Все посмотрели на его высокую фигуру, на гордо поднятую голову с зоркими глазами. Прохор протянул им портсигар. Закурили.
— И охота вам этого черта на себе тащить, — начал Прохор, — пристукнули бы его где-нибудь.
Все ласково улыбнулись, а тот, что в шляпе, сказал, вздохнув:
— Если начнешь пухнуть с голоду, на все согласишься. Чалдоны на работу не берут, да мы и не можем: тайгу корчевать да новину распахивать где ж нам.
Прохор взглянул на его бледное, в черной бороде, лицо, на белые вспухшие от комариных укусов руки, к которым плохо приставал загар.
— Я, например, бухгалтер, а товарищ мой — фармацевт, — сказал другой, тщедушный, маленький, — а вот этот человек — юрист, известное дело, мы к мужичьему труду не приспособлены. А вам сколько лет, товарищ?
— Двадцать, — соврал Прохор, и все поверили ему. — Я тоже купец, — сказал он. — Может быть, сюда приеду работать… Но я дело иначе поведу.

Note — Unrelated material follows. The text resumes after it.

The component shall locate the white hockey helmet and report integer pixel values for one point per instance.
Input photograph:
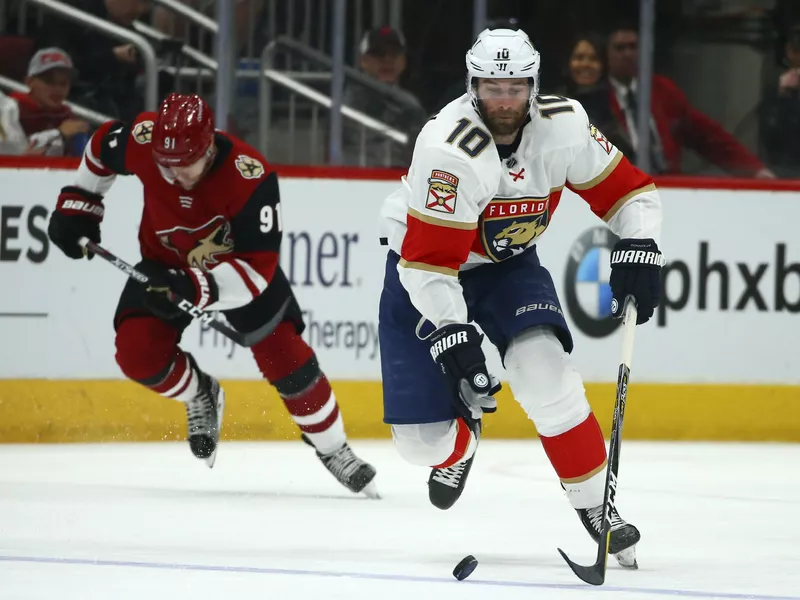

Тот, что в шляпе, безнадежно махнул рукой, но все-таки полюбопытствовал:
— А как же?
— Прежде всего этого бегемота и всех мерзавцев, что грабят мужиков, в омуте утоплю… А потом… В это время у куста страшно заорали:
— Жулик!
— Нет, ты жулик!.. Вот кто!
Фарков стоял прямой, как столб, длинные его руки покачивались. Возле него подпрыгивал запыхавшийся толстяк и тыкал в его лицо раскрытой книжкой:
— Вот запись! На-на! В тюрьма!.. На поселенье!..
— Тьфу, твоя запись! — свирепо плюнул Фарков на книжку.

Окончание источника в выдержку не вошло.